Tutti voi, Maestri e Allievi, siete chiamati a conservare alla vostra Istituzione il prestigio che la rende giustamente apprezzata; siete chiamati ad inserirvi e ad operare nell’ininterrotto filone della grande tradizione musicale milanese. Responsabilità grande, responsabilità degna di ogni più nobile sforzo. Ai grandi meriti, che non è qui il momento di richiamare, per cui la diletta città ambrosiana brilla nel mondo della cultura, dell’arte, come dell’industria e dell’economia, essa aggiunge a buon diritto, con indiscussa autorità, anche un titolo di grandissimo onore nel campo della musica: sia di quella profana, che le attirò le attenzioni di musicisti sommi, tra i quali piace ricordare un Monteverdi: un Sammartini, un Mozart, e che culmina nella rinomanza internazionale del Teatro alla Scala; sia soprattutto nel campo della musica religiosa, il cui titolo d’onore imperituro ha preso impulso, e animazione, e slancio di mistico afflato dall’opera immortale di Ambrogio, il grande Vescovo e Pastore di Milano, il quale, anche in questo settore delle sue pastorali sollecitudini, lasciò l’impronta del genio, e si prodigò con l’ardore del santo. Né vogliamo dimenticare che l’influsso della musica religiosa in Milano ebbe calda irradiazione nei secoli per opera dei Maestri della Cappella del Duomo, aperti con squisitezza di gusto alle istanze delle correnti europee; né la saggia opera di riforma di San Carlo Borromeo.

Da questa duplice corrente, che impreziosisce la storia musicale di Milano, voi potete attingere l’incoraggiamento e l’ispirazione a proseguire nel vostro cammino. È una grande missione, la vostra. La musica, la più immateriale e arcana espressione d’arte, che può avvicinare l’anima fino ai confini delle più alte esperienze spirituali, ha la sua grande parola da dire anche davanti al mondo di oggi; ha il compito tremendo e affascinante d’interpretarne le aspirazioni, le inquietudini, il brivido di assoluto; di placarne con un messaggio di serenità le oscure crisi di pensiero e di sentimento; di temperare l’aridità e il freddo, in cui lo possono avvolgere i pur raffinati strumenti del suo tecnicismo; ha una missione da svolgere in nome dei valori umani più alti e veri e duraturi, quasi per una propedeutica alle ardue conquiste dello spirito.

Ma anche la Chiesa attende dal vostro magistero artistico qualcosa di grande, di bello, di umano, di schietto, di sofferto: sia perché le nuove esigenze, introdotte nel culto dalla recente riforma liturgica, richiedono il contributo personale, valido, esperto dei musicisti del nostro tempo, per poter lasciare una testimonianza d’arte e di fede, non indegna del passato; sia perché è oggi più che mai necessario uno stretto e operante accordo tra gli uomini di Chiesa e gli uomini dell’arte, per un mutuo arricchimento, di cui essi non potranno che reciprocamente gioire. Avremmo tante cose da confidarvi su questo argomento, che Ci sta grandemente a cuore, per la speranza che Noi riponiamo in voi, per il contributo che Ci ripromettiamo dal vostro talento e dalla vostra ispirazione, per l’importanza che vogliamo dare alla musica e al canto nelle celebrazioni liturgiche ed eucaristiche della Chiesa, nella quale, secondo le parole di S. Ambrogio, deve «cantare all’unisono lo spirituale accordo del popolo e il suo giubilo,, fuso in uno stesso suono» (cfr.
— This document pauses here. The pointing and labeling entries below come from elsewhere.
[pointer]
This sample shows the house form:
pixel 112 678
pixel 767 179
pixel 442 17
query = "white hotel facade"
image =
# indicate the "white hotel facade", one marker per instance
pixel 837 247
Expos. Evang. sec. Luc. VII, 241). Purtroppo il tempo limitato non Ci permette di più. Vi basti l’accenno, che vi abbiamo fatto, nella certezza che esso trova in voi spiriti sensibili e pronti, volontà consapevoli, propositi fervidi e generosi.

Il Nostro augurio diventa preghiera, per voi e per la vostra quotidiana fatica, invocandovi dal Signore la pienezza soave della sua grazia e della sua luce, e auspicandovi la musica interiore di una coscienza sempre in pace con Lui. E, in pegno della Nostra benevolenza, Ci è caro impartirvi la propiziatrice Benedizione Apostolica, che di cuore estendiamo ai vostri familiari ed a quanti vi sono cari.